Kim Hyun-Chong says opportunities exist in tech, biotech, petrochemicals, construction and in cultural content and consumer goods
By Michael Fahy, ZAWYA
South Korea’s Minister of Trade highlighted cooperation in the petrochemicals sector as one of five key markets where trade opportunities between his country and the United Arab Emirates can be developed further.
Speaking at the Annual Investment Meeting in Dubai on Tuesday, trade minister Kim Hyun-Chong said that relations between the Republic of Korea and the UAE “opened a new chapter” following the state visit by its president Moon Jae-In last month, during which several new economic, scientific, healthcare and energy agreements were signed.
“Korea and the UAE possess advantages in the downstream and upstream markets respectively,” Kim said.
“Cooperation with Korean operators can reinforce production capacity for downstream products and therefore make a contribution to the UAE’s industrial diversification efforts, as represented by Abu Dhabi Vision 2030,” he added.
During President Moon’s state visit last month, Emirates News agency WAM revealed that Dubai’s non-oil trade with South Korea grew by 8 percent last year, to 27.43 billion UAE dirhams ($7.5 billion). Of this, 22.1 billion dirhams was made up of imports from South Korea, 4.47 billion dirhams was exported, and 866 million dirhams was re-exported.
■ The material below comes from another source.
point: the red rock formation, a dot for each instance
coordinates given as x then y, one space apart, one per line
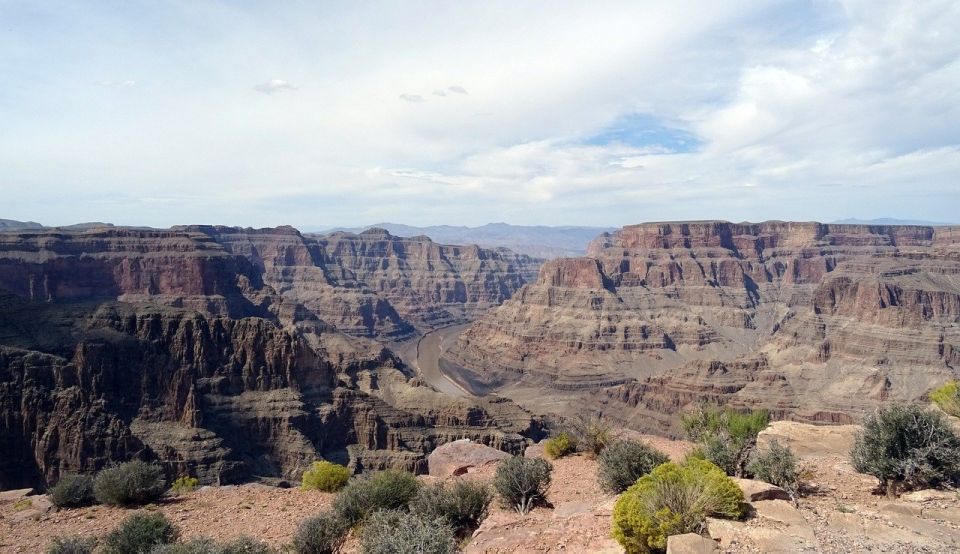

WAM also said that South Korea was Dubai’s eighth-biggest trading partner.
Kim said that South Korea has a highly educated workforce, with about 80 percent of high school graduates going on to university, and pointed to five key areas “which I think every investor from our two countries should pay attention to”.
Nuclear plant cooperation
Alongside petrochemicals, he highlighted the existing role that Korea has played in construction, where Samsung C&T was a partner in the joint venture that built Burj Khalifa and where the Korea Electric Power Corporation is nearing completion of South Korea’s new Barakah nuclear plant. He also said that the Investment Corporation of Dubai’s buy-out of Ssangyong Engineering and Construction three years ago has helped Dubai to build capacity and “make inroads” into new markets.
He cited Bain Capital’s investment in Korean Botox manufacturer Hugel last year as an example of the country’s successful biotechnology industry, and said that the country’s advanced IT infrastructure meant it had several small and medium-sized firms that had developed strong reputations in fields such as blockchain, fintech and cybersecurity.
He also pointed to the popularity of K-Pop in the Middle East, with last week’s SMTown Live concert attracting 15,000 fans to Dubai’s Autism Rocks Arena, as an opportunity for UAE firms to ride the ‘Korean Wave’ through investments in South Korea’s cultural and consumer goods industry.
Mohammed Al Zaabi, director of the UAE Ministry of Economy’s trade promotion and investment department, said that the UAE’s non-oil trade with South Korea grew by more than 6 percent last year to over $9.5 billion, representing 30 percent of Korea’s non-oil trade with the Arab world.
“Korean-backed investment in the UAE at the end of 2017 reached more than $2.7 billion,” Al Zaabi said. “There are 83 commercial companies, 242 commercial agencies and 2,573 trademarks from Korea registered in the UAE.”
He added that the UAE was also a significant re-export hub for South Korean firms to the wider Gulf region.
“Today, both the UAE and South Korea stand at a crucial juncture. There is a huge potential for improving trade and for direct investment and the UAE is keen to leverage its position as a gateway for Korean companies to expand their global presence,” Al Zaabi said.